In the afternoon she brought her mending, and we talked for a couple of hours or so, always keeping, as she expressed it, "on the island." What personalities we discussed, that is, had no reference to her history or her plans. She warned me off very cleverly several times when the talk approached her circumstances or even her moods and tastes.

When she confessed that she played a little on the piano and violin, I positively insisted upon my rights as an invalid to be amused. She rolled up her work and went to get her violin without excuses or apologies.

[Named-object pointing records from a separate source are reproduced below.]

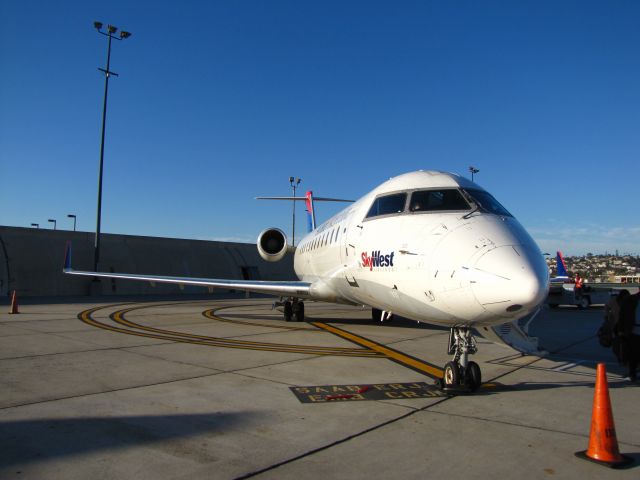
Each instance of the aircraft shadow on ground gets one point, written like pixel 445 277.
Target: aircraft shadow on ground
pixel 32 441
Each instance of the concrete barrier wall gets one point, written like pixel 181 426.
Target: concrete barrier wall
pixel 31 262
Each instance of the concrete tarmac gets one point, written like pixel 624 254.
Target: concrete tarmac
pixel 206 388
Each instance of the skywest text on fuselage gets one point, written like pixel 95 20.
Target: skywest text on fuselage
pixel 377 259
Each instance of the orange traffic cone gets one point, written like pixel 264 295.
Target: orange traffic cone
pixel 14 303
pixel 603 444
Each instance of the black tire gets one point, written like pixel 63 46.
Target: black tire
pixel 298 312
pixel 473 376
pixel 451 375
pixel 288 312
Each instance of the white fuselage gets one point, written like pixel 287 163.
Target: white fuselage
pixel 449 267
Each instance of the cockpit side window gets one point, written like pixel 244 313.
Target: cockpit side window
pixel 487 203
pixel 437 200
pixel 388 205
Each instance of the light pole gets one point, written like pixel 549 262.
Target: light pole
pixel 294 185
pixel 74 221
pixel 110 34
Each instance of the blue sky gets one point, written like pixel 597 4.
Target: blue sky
pixel 220 101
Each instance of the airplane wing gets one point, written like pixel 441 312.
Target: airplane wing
pixel 278 288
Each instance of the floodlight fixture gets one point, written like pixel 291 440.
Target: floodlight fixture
pixel 74 220
pixel 110 34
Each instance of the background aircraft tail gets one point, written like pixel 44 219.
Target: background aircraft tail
pixel 561 266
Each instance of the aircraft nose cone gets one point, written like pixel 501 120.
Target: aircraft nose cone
pixel 510 281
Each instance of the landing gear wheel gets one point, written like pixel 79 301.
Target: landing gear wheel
pixel 451 375
pixel 298 312
pixel 473 376
pixel 288 311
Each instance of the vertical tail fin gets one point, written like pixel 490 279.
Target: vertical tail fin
pixel 311 214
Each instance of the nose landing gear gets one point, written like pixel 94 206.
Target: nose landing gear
pixel 293 310
pixel 460 374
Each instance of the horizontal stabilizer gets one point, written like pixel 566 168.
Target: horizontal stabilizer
pixel 279 288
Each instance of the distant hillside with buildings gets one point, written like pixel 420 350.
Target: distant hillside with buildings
pixel 601 268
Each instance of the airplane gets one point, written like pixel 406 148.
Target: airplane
pixel 562 276
pixel 429 246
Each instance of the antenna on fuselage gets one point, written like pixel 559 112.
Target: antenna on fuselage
pixel 309 200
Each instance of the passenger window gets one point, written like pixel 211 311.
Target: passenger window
pixel 437 200
pixel 388 205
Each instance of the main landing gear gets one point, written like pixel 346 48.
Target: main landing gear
pixel 293 310
pixel 460 374
pixel 381 315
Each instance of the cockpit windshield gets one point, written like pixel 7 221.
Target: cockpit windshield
pixel 487 203
pixel 437 200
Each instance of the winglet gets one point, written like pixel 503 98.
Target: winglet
pixel 67 258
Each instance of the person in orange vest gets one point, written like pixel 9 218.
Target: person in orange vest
pixel 577 289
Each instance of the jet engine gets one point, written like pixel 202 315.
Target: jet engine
pixel 272 244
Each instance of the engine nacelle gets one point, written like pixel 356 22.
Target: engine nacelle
pixel 272 244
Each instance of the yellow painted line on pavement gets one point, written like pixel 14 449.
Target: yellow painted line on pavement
pixel 398 357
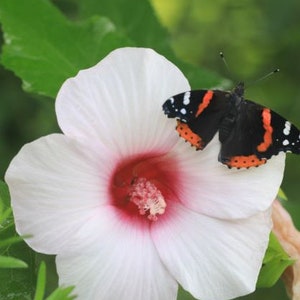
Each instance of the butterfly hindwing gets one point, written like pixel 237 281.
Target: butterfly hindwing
pixel 249 133
pixel 257 135
pixel 239 143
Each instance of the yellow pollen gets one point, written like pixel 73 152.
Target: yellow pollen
pixel 148 198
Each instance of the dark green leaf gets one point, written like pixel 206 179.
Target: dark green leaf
pixel 43 48
pixel 62 294
pixel 11 262
pixel 41 282
pixel 275 262
pixel 18 284
pixel 144 28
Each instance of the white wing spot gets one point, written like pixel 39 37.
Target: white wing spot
pixel 183 111
pixel 285 142
pixel 186 98
pixel 287 128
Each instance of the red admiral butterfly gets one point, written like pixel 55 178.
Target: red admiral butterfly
pixel 249 133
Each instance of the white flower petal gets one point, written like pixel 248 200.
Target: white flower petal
pixel 209 187
pixel 121 263
pixel 54 186
pixel 213 258
pixel 118 102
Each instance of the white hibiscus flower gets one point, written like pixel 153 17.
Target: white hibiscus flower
pixel 129 209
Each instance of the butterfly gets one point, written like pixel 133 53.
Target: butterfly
pixel 249 133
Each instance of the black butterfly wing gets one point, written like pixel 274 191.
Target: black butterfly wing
pixel 285 136
pixel 198 113
pixel 257 135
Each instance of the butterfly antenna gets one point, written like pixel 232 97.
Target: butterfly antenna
pixel 265 76
pixel 225 62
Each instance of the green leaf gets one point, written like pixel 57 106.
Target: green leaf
pixel 281 195
pixel 62 294
pixel 11 262
pixel 41 282
pixel 276 260
pixel 144 28
pixel 43 48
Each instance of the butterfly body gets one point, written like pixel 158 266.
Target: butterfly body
pixel 249 133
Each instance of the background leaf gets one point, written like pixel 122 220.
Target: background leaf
pixel 275 262
pixel 146 30
pixel 43 48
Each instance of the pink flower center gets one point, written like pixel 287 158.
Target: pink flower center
pixel 142 187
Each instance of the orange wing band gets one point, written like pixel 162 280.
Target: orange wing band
pixel 266 118
pixel 205 102
pixel 245 161
pixel 189 136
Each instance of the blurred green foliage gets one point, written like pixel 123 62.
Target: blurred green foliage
pixel 256 37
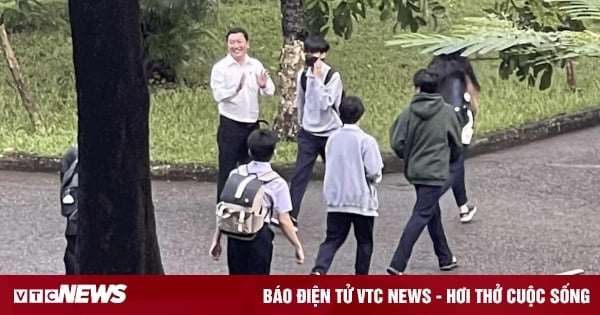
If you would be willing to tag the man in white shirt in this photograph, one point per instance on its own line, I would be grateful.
(236, 82)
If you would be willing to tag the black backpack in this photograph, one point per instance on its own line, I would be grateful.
(240, 213)
(327, 79)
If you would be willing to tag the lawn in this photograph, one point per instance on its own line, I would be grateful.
(183, 120)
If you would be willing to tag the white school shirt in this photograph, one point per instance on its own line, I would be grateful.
(225, 77)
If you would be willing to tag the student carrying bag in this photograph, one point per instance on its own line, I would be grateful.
(240, 213)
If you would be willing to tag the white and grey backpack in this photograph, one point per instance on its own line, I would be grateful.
(240, 213)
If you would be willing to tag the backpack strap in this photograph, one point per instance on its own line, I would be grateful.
(269, 177)
(68, 176)
(327, 78)
(303, 80)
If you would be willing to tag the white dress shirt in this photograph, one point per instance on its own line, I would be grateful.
(242, 106)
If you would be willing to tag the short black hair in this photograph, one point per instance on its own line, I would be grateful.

I waited with considerable anxiety to hear what and how she would play, not committing myself as to my own choice of composers. She began in her own room, and through the opened doors I heard the strains of the Prize Song played with great verve and sentiment. I was delighted. She came, still playing, into my chamber, her sleeves rolled up (she said she could not play else), and accepted my compliments graciously and simply. Then, walking up and down, absorbed, she gave me fragments of Cesar Franck's sonata for the violin and piano. To watch her, supple, virile, rapt, to note her clever, accomplished technique, her passionate, free-armed command of the bow—I have seldom seen such a splendid attack or so sure and true a vibrato—was a joy beautifully associated with the clarity and subtle craftsmanship of the master.

So she ran on, alternating her renditions with scraps of talk that showed a keen musical sense and an appreciation of the radical, ultra-modern movement of the time. Next she burst into a vibrant, dramatic Polish folksong that excited me like a fire. And finally, as a tour de force, her eyes dancing as she watched me over her shoulder with some new audacious devil in her smile, she enchanted me with a vivid piece most astonishingly enlivened with flights of technique—trills, brilliant chord passages, and runs with the upward and downward "staccato bow." Then she threw down her fiddle and came up to me, laughing.

That evening she had another delight for me, coming to my bedside and reading Villon and Verlaine in the original, translating the old French for me when I was perplexed by the argot. And for the picture, I need only add that Leah was of the circle, and made her own comments!